Mobilnya saja BMW. Seorang wanita eksekutif. Aku juga ingin kaya, tapi meskipun sudah memeras dan menerima sogokan di sana-sini, tetap begini-begini saja dan tidak pernah bisa kaya. Naik BMW saja aku belum pernah.
Dua kutipan diatas menunjukkan royalitas kaum Tionghoa yang merupakan perwujudan dari  kesenjangan sosial. Yang mana mereka memiliki benda benda mewah yang umumnya tidak dimiliki oleh orang asli pribumi. Kesenjangan itu, diperparah dengan kondisi perekonomian pada saat itu bisa dikatakan runyam dan PHK besar-besaran terjadi dimana-mana sehingga masyarakat banyak yang tak mampu membeli kebutuhan pokoknya. Ketidakberdayaan dalam memenuhi kebutuhan pokok itulah yang membuat pikiran manusia kalang-kabut, mereka pun akhirnya membenci Cina (kaum kapitalis) dengan cara yang memalukan seperti memperkosa, menganiaya, membunuh serta menjarah barang milik korban. Cerpen “Clara” yang terdapat dalam antologi Iblis Tidak Pernah Mati, dapat dikenali sebagai peristiwa kerusuhan Mei 1998 di Jakarta itu dengan mengenali korban perkosaan massal di tengah kerusuhan itu yang beretniskan Cina ,sebuah etnis dalam masyarakat Indonesia yang selalu dimanfaatkan secara stereotif (penilaian terhadap seseorang hanya berdasarkan persepsi terhadap kelompok di mana orang tersebut dapat dikategorikan : wikipedia) sebagai korban, sebagaimana dinyatakan Seno via e-mail 23/2/2009.
Sosok Seno Gumira Ajidarma bercerita lewat perspektifnya dua tokoh dalam sudut pandangnya. Pertama adalah aku (seorang petugas berseragam yang mencatat dengan rinci, objektif, deskriptif, masih ditambah mencari tahu apa yang sebenarnya terjadi) dan kedua adalah saya (Clara, sosok wanita yang diperkosa dan menjadi topik dalam cerpen)
Sudut pandang aku terlihat dari kutipan berikut.
“Barangkali aku seorang anjing. Barangkali aku seorang babi, tapi aku memakai seragam. Kau tidak akan pernah tau siapa diriku sebenarnya.
Maka cerita yang akan kau dengar ini bukanlah kalimatnya melainkan kalimatku. Sudah bertahun-tahun aku bertugas sebagai pembuat laporan dan hampir semua laporan itu tidak pernah sama dengan kenyataan. Aku sudah menjadi sangat ahli menyulap kenyataan yang pahit menjadi menyenangkan, dan sebaliknya perbuatan yang sebetulnya patriotik menjadi subversif — pokoknya selalu disesuaikan dengan kebutuhan.”
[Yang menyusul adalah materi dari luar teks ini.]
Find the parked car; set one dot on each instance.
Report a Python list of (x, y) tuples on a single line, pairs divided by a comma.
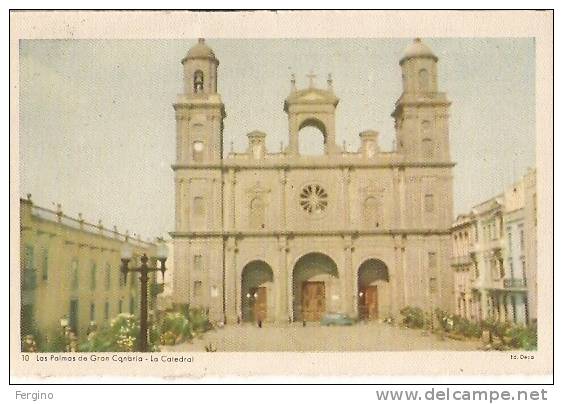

Dalam kutipan diatas pengarang  sengaja mengkritik bahkan menyindir kaum berseragam yang kelakuannya bahkan melebihi hewan. Mereka bahkan dengan gampangnya memalsukan data dengan memutar balikkan fakta. Hal yang diungkapkan oleh Seno tersebut bukan hanya terjadi dalam cerpen melainkan terjadi dalam kehidupan sehari-hari.
Sudut pandang saya terlihat dari kutipan tersebut.
“Saya memang sering ke luar negeri belakangan ini. Pontang-panting mengurusi perusahaan Papa yang nyaris bangkrut karena utangnya dalam dolar tiba-tiba jadi bengkak. Saya ngotot untuk tidak mem-PHK para buruh. Selain kasihan, itu juga hanya akan menimbulkan kerusuhan.”
Menurut Seno, dahulu sebelum Krisis Moneter perekonomian, alat produksi serta kepemilikan modal telah dikuasai oleh kaum Chinese. Hingga pada tahun 1997 semua terpontang-panting banyak perusahaan dan bisnis mereka yang gulung tikar, nilai rupiah yang semakin melemah mengakibatkan banyak PHK dimana-mana. Namun disini sosok Clara mencoba untuk tidak mem-PHK karyawannya, sehingga ia sering terbang keluar negri supaya perusahaannya tidak pailit. Tapi apa boleh dikata, ras china yang kental oleh mata sipit dengan kulit putih mulus membuat usaha yang dilakukan Clara sia-sia dihadapan 25 laki-laki berkaki daki. Kemiskinan yang membutakan naruni manusia. Identitas “asli pribumi” menjadi hal penting kala itu. Hingga warga keturunan yang menganggap Indonesia sebagai tanah airnya tetap menjadi santapan dari kebringasan mereka.
Clara tidak mengalami kejadian itu sendiri. Ia bersama kedua adiknya Monica dan Shinta yang tidak hanya diperkosa tetapi juga dilemparkan ke kobaran api. Ibunya juga mengalami hal yang sama namun lebih memutuskan untuk bunuh diri. Tinggal ayahnya seorang, entah apa yang akan dilakukan sang ayah, entah bunuh diri atau masih hidup belum ada kejelasan dari penulis.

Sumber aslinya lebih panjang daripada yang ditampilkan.